The restrictions on the values of the quantum numbers together with the Pauli exclusion principle enable us to understand the *electron configurations* of the atoms. For example the electron configuration of copper, \(\text{Cu}\), in its ground state is

\[1s^2 2s^2 2p^6 3s^2 3p^6 3d^10 4s\]

This is usually pronounced, including by myself, "one-s-squared, two-s-squared, two-p-to-thesixth…" etc, but we shall soon see that this is certainly not how it *ought* to be pronounced, and I shall not discourage the reader who wants to do it properly, while I continue with my slovenly ways.

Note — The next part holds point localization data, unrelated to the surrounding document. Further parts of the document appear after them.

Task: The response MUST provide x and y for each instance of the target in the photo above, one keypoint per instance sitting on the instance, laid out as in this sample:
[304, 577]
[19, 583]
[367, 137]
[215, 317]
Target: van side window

What it means is as follows:

The \(1\) refers to electrons with \(n = 1\); that is to \(K\)-shell electrons. The notation \(s^2\) that follows indicates that there are two \(s\)-electrons; that is, two electrons with zero orbital angular momentum. (In a Bohr-Sommerfeld model presumably they'd either have to be motionless, or else move two and fro in a straight line through the nucleus! We don't have that difficulty in a wave-mechanical model.) Now recall than \(l\) can have integral values only up to \(n−1\), so that the only electrons possible in the \(K\)-shell are \(s\)-electrons with \(l = 0\). Consequently the only possible value of \(m_l\) is zero. There are the two possible values for \(m_s\), however, namely \(+1/2\) and \(-1/2\) so two \(s\)-electrons (but no more than two) are possible in the \(K\)-shell. Thus the \(K\)-shell is *full*, and the quantum numbers for the two \(K\)-shell electrons are:

\begin{array}{c c c c}

n & l & m_l & m_s \\

&&& \\

1 & 0 & 0 & +1/2 \\

1 & 0 & 0 & -1/2 \\

\end{array}

Next we come to \(2s^2 2p^6\). This indicates that there are two \(s\)-electrons in the \(L\)-shell and six \(p\)-electrons in the L-shell. Let's look at their quantum numbers:

\begin{array}{c c c c}

n & l & m_l & m_s \\

&&& \\

2 & 0 & 0 & +1/2 \\

2 & 0 & 0 & -1/2 \\

2 & 1 & -1 & +1/2 \\

2 & 1 & -1 & -1/2 \\

2 & 1 & 0 & +1/2 \\

2 & 1 & 0 & -1/2 \\

2 & 1 & 1 & +1/2 \\

2 & 1 & 1 & -1/2 \\

\end{array}

And so on, and so on and so on… Many physics and chemistry books give the configurations of the ground states of all the atoms in the periodic table, and such tables are well worth careful study. Recall that, for a given \(n\), \(l\) can take values only up to \(n − 1\), so that, for example, the \(N\)-shell (\(n = 3\)) can have only \(s\), \(p\), and \(d\) electrons. Within a given shell, there can be only two \(s\)-electrons, six \(p\)-electrons, ten \(d\)-electrons, \(2(2l+1)\) electrons with orbital angular momentum quantum number \(l\). A given shell can hold only \(2n^2\) electrons each having its unique set of four quantum numbers. You will observe that copper, in its ground configuration, has full \(K\), \(L\), and \(M\) shells, plus one outer electron in its \(N\) shell.

As said at the beginning of this chapter, we expect only to introduce some of the words and ideas encountered in spectroscopy. Careful study of more detailed textbooks will be necessary, and I strongly recommend trying yourself to build up the ground configurations of at least the first 30 elements, up to zinc. Compare your efforts with tables in the books, and you will find that the ground configurations of a very few of the first thirty elements may not be exactly what you predicted.